Estate planning documents can often be signed without an attorney being present. Some people may prefer the convenience and safety of their home and others may need to sign their documents while hospitalized or traveling. The required formalities for executing documents vary between jurisdictions and types of documents, and it is important to sign your documents properly to ensure their validity. Most estate planning documents need to be signed in the presence of two witnesses. The requirements for the witnesses are usually very detailed and can depend on the type of document being signed. The witnesses should always be at least 18 years of age and competent at the time they are serving as your witness. The witnesses should be physically present and watch you sign the document.
In Washington State, Health Care Directives (Living Wills) and Power of Attorneys may either be acknowledged before a Notary Public or witnessed by two competent adults. However, there may be certain circumstances and jurisdictions where notarization of the document is required. In Washington State, the witness requirements for a Health Care Directive are governed by RCW 70.122.030. The specific rules for a Health Care Directive are:
- The witness cannot be related to you by blood, marriage, or state registered domestic partnership;
- The witness cannot be your attending physician;
- The witness cannot be an employee of your attending physician or a health facility in which you are a patient;
- The witness cannot be entitled to any portion of your estate upon your death under any existing will or codicil, or by operation of law;
- The witness cannot be a person who has a claim against any portion of your estate upon your death at the time of the execution of the directive;
- The witness must know you personally or have been provided proof of identity; and
- The witness must be able to attest to your capability of making health care decisions.
In Washington State, the witness requirements for a Power of Attorney are governed by RCW 11.125.050. The specific rules for a Power of Attorney are:
- The witness cannot be your home care providers;
- The witness cannot be your care providers at an adult family home or long-term care facility where you reside;
- The witness cannot be related to you or your agent by blood, marriage, or state registered domestic partnership; and
- The witness should not be the agent named in the document.

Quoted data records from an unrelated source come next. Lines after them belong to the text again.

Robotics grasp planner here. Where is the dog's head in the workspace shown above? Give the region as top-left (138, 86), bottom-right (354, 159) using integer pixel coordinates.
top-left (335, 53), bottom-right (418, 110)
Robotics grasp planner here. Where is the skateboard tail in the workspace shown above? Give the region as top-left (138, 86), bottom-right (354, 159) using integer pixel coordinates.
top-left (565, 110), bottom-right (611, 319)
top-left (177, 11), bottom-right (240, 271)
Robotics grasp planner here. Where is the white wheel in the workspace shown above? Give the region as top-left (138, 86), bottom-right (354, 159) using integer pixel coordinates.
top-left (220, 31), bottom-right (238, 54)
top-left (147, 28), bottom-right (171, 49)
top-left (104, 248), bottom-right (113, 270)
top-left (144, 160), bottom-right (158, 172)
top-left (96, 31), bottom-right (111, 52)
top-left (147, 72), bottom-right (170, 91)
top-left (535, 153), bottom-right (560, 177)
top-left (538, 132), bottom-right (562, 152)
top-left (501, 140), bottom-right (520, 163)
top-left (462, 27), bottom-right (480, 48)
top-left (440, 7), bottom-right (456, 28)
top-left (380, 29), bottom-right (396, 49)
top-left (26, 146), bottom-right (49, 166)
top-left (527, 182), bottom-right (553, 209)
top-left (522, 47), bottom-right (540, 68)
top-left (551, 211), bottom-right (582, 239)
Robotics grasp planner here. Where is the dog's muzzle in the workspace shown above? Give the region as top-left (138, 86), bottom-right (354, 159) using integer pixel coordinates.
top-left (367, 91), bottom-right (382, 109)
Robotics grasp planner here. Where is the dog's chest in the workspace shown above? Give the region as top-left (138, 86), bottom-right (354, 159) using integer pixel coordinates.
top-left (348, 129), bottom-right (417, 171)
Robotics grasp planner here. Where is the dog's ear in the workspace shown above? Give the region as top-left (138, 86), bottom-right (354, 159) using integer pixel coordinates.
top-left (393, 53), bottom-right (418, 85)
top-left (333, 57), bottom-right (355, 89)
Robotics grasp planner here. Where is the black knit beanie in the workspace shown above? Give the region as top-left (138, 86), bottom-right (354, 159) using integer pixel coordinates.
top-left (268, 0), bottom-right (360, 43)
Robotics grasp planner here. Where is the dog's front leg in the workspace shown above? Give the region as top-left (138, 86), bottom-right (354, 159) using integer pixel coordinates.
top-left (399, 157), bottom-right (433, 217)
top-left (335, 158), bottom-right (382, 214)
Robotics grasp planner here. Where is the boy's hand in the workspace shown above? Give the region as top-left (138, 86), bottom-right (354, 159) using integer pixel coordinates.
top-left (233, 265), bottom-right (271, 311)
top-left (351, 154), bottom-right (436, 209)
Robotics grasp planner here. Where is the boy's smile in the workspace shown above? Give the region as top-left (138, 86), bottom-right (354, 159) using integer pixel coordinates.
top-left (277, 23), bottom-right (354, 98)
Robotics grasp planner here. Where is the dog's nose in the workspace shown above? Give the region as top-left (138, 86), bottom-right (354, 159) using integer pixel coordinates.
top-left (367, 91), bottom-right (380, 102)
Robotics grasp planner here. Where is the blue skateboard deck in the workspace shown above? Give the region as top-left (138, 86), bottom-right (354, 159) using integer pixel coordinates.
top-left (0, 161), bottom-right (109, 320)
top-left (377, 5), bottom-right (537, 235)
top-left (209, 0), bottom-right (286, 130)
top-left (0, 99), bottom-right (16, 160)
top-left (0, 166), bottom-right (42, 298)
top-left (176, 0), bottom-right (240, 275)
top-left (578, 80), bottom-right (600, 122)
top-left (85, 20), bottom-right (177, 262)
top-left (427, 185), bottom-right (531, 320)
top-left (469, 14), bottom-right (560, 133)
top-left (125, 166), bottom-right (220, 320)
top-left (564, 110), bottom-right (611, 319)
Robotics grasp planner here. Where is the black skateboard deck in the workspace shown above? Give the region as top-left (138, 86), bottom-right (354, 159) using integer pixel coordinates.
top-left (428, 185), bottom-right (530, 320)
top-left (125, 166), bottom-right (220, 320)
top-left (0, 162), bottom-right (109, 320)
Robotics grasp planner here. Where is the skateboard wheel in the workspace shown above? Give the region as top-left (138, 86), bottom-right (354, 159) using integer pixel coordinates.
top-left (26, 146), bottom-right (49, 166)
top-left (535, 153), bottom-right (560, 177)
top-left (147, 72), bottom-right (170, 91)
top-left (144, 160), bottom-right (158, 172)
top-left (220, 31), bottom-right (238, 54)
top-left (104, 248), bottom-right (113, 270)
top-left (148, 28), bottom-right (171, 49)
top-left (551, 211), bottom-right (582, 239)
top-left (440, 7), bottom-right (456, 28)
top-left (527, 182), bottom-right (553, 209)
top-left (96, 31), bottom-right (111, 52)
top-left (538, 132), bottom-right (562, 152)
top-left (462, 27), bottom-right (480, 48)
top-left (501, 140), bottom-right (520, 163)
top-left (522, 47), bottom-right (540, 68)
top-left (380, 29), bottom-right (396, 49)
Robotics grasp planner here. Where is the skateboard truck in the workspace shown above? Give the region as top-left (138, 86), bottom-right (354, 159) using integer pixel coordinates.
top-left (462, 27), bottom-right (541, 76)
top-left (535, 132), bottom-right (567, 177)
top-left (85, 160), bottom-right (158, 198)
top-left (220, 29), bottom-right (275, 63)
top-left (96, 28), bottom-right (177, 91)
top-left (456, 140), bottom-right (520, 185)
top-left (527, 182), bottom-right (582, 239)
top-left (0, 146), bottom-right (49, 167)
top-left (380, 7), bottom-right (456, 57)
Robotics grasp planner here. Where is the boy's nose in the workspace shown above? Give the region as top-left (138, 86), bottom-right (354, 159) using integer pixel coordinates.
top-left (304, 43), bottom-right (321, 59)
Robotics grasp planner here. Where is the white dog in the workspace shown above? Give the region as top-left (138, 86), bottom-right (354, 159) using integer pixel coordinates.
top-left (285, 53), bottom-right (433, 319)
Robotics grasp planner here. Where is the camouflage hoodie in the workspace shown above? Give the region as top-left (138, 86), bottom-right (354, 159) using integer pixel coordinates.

Once you have signed your Health Care Directive and Power of Attorney, make multiple copies of the documents. Keep one with you at home and consider distributing a copy to your physician, your health care provider (hospital or nursing home), your power of attorney (agent), and family members or trusted friends. Finally, don’t forget to send an electronic copy to our offices. We will maintain an electronic copy on behalf of our clients, and we will provide verification that the documents were properly signed.